Foreign banks which previously scrambled to secure a foothold are now leery of second-tier competitors in particular with questionable balance sheets and state support. Citigroup sold its minority stake in a provincial lender, and joint stock and city commercial banks have outsize exposure to wealth management products totaling $3.5 trillion by industry figures. Regulators have granted quotas to the biggest institutions to clear non-performing loans through asset-backed securities transactions, as new debt assumption to repay old is increasingly rampant in natural resource sectors. Coal and steel “zombie” firms will shed millions of employees under the government’s enterprise reform and environmental and overcapacity push. Profits were off 7 percent in 2015 and state company debt/assets is above 60 percent, and international partners like the EU Chamber of Commerce lament that excess production “damages the global economy.”

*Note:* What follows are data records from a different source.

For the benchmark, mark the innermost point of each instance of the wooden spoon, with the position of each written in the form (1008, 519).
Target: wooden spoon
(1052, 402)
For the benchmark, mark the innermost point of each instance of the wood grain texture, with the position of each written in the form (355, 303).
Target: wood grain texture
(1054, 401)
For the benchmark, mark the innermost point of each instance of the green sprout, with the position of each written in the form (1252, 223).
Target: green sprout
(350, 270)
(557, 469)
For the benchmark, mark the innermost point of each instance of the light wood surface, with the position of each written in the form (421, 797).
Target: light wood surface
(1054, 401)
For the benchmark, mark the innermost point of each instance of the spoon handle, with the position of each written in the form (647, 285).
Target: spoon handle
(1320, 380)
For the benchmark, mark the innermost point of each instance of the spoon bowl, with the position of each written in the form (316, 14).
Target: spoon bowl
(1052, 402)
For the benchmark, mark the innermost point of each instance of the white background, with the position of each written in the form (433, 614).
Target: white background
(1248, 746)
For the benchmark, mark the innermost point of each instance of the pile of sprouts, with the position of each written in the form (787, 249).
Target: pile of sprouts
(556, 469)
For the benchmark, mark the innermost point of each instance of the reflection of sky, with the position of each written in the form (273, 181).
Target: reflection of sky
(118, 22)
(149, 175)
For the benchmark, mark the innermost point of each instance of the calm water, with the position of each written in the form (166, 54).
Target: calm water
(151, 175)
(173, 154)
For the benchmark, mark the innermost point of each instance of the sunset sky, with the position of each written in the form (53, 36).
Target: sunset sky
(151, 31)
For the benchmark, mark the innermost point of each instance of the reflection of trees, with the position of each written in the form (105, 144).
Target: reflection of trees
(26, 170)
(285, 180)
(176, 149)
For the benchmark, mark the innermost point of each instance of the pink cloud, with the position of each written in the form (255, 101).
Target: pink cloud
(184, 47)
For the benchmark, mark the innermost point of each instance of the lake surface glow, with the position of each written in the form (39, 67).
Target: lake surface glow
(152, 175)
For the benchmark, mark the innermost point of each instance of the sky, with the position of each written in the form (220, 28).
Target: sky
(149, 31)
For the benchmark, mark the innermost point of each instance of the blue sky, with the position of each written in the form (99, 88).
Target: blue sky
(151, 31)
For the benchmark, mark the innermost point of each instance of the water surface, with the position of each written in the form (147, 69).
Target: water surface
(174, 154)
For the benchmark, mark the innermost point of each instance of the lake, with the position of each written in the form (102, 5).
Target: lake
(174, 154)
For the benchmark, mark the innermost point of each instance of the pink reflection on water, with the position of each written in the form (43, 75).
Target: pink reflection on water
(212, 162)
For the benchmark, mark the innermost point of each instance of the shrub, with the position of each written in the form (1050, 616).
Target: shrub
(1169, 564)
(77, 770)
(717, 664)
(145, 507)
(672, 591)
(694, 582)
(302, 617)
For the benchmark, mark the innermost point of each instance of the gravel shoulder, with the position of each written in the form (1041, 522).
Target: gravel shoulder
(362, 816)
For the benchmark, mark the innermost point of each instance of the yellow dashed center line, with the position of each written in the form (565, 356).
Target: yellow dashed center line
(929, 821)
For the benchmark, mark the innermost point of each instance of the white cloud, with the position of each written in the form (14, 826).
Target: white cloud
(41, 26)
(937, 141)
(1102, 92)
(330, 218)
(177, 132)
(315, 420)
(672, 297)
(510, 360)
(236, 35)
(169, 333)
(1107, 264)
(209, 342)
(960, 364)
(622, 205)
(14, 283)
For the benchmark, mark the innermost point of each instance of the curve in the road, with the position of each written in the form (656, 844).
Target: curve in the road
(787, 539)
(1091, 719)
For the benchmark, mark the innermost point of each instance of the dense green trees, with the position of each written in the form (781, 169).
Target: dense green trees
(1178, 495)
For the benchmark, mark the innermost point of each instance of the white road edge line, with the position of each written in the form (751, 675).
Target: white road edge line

President Xi visited Iran on his swing and set a goal of increasing trade tenfold over the next decade, as $20 billion in post-sanctions released bank accounts will go to settling Tehran’s past arrears in oil for infrastructure deals. Beijing’s AIIB has a small Iranian founding share, and ICBC has applied for a local branch license as the system is reconnected to the SWIFT clearing network. The just-elected parliament will weigh a new banking law to enshrine oversight and resolution procedures, as non-performing loans are officially reported at 15 percent with a central disposal agency under consideration. The stock market has rallied after implementation day, but listed banks lag with profit drops despite a recent government discount credit program for cars and housing that my repeat past unbelted riding.